Verständlich, dass einige Flugpassagiere irritiert reagieren, wenn ihnen beim Blick auf die Karte auf dem Bildschirm ihres Unterhaltungssystems diese und andere Namen von Schiffswracks angezeigt werden. Immer wieder teilen Fluggäste Bilder von Kartenausschnitten über Soziale Medien, um ihrer Verwunderung Ausdruck zu verleihen, wenn ihnen mal wieder ein Wrack angezeigt wird. Einer fragte beispielsweise, ob man das tue, um die Sicherheit des Fliegens hervorzustreichen.

Gegen die Langeweile

Doch weshalb kommen Fluggesellschaften überhaupt auf die Idee, Passagieren im Kartenmodus - dem beliebtesten Service von Unterhaltungssystemen – die Standorte von gesunkenen Schiffen anzuzeigen?  Hinter den Kartenprogrammen steckt bei vielen Airlines die Firma Collins Aerospace. Deren Manager Clint Pine lieferte gegenüber dem Magazin Conde Nast Traveler eine einfache Erklärung. «Auf vielen Langstreckenflügen ist während langer Zeit nichts anderes als Wasser zu sehen.»

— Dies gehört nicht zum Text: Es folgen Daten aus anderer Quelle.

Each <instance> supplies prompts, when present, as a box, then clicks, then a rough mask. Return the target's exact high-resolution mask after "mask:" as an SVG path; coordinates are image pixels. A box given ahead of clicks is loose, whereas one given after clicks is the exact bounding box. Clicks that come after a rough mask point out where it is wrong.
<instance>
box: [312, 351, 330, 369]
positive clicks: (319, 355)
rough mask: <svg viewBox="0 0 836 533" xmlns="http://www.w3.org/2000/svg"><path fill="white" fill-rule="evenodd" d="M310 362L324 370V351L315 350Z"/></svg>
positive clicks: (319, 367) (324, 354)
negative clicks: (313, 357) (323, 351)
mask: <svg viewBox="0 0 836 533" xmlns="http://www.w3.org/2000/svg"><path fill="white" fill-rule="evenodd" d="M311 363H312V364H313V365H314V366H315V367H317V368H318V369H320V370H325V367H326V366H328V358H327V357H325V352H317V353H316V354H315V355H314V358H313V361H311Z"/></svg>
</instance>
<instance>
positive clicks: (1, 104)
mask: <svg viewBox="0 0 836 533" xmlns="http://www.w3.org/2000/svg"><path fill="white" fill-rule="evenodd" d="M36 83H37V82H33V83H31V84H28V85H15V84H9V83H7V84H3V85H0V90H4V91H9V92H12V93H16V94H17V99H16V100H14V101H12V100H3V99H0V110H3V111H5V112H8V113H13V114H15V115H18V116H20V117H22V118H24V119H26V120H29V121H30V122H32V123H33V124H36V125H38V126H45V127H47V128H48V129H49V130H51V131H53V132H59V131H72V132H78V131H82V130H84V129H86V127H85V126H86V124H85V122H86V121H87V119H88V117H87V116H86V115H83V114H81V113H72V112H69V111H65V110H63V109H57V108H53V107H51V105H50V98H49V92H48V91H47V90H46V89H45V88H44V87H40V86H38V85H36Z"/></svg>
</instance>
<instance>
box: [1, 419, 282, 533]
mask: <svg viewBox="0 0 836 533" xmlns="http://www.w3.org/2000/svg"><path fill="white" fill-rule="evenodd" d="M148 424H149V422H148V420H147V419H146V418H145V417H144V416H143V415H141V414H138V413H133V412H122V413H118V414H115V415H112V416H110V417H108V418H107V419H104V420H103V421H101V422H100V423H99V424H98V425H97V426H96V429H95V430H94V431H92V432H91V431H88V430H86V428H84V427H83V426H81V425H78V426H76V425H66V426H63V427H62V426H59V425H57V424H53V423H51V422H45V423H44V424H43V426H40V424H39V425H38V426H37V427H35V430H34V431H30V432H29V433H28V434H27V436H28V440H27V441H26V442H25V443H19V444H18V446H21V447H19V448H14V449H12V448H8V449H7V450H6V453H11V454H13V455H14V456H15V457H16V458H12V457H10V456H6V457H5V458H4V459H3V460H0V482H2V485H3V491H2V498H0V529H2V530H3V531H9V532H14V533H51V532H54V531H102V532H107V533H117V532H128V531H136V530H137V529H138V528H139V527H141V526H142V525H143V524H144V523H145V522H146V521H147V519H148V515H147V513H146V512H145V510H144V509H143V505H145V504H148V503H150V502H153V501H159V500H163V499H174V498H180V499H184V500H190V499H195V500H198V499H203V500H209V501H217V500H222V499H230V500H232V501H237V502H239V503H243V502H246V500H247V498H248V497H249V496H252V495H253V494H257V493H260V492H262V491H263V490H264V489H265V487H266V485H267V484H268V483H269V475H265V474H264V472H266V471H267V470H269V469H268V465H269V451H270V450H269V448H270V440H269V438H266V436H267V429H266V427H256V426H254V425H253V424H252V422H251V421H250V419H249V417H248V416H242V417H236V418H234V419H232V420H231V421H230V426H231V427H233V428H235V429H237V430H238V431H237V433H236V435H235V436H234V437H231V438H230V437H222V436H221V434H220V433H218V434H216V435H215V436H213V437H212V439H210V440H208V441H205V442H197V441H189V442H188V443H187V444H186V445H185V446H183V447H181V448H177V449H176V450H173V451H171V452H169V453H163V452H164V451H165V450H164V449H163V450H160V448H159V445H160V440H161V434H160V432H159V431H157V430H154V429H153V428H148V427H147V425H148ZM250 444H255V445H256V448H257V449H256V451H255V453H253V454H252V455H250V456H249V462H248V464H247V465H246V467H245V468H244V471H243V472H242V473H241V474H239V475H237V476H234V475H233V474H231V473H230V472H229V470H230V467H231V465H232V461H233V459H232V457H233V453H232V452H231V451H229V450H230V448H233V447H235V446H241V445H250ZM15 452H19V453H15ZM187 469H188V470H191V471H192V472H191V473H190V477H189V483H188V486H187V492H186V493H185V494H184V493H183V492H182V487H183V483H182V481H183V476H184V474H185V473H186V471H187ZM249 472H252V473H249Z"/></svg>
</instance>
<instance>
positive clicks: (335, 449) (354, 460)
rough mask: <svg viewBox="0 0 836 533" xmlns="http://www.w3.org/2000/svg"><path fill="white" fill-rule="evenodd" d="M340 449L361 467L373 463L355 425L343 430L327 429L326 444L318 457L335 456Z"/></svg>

Man versuche deshalb, gelangweilten Passagieren interessante Informationen zu liefern über Objekte, die sie überfliegen. Auch, wenn diese vielleicht nicht sichtbar sind. Dazu gehören neben Schiffswracks auch Unterwassergebirge und andere geologische Formationen. Bei Überflügen von Ländern würden ja auch interessante Fakten über die jeweiligen Regionen angezeigt.

Oftmals Probleme mit Karten

Karten an Bord sind insgesamt ein heikles Thema. Hainan Airlines etwa musste 2016 ihre Karten überarbeiten, weil nicht Israel, sondern Palästina angezeigt wurde. Auch im Unterhaltungssystem von Panasonic fehlte eine Zeit lang Israel, das ist inzwischen korrigiert. Passagiere von Oman Air kritisierten vor einiger Zeit«verstörende» Karten. Auf ihnen war das Meer zwischen der Arabischen Halbinsel und dem Iran mit Persischer Golf gekennzeichnet.

Das ist insofern heikel, als dass zwischen einigen Golfstaaten und dem Iran schon lange ein Konflikt schwelt. Arabischer Golf wäre laut Ansicht der arabischen Seite die richtige Bezeichnung.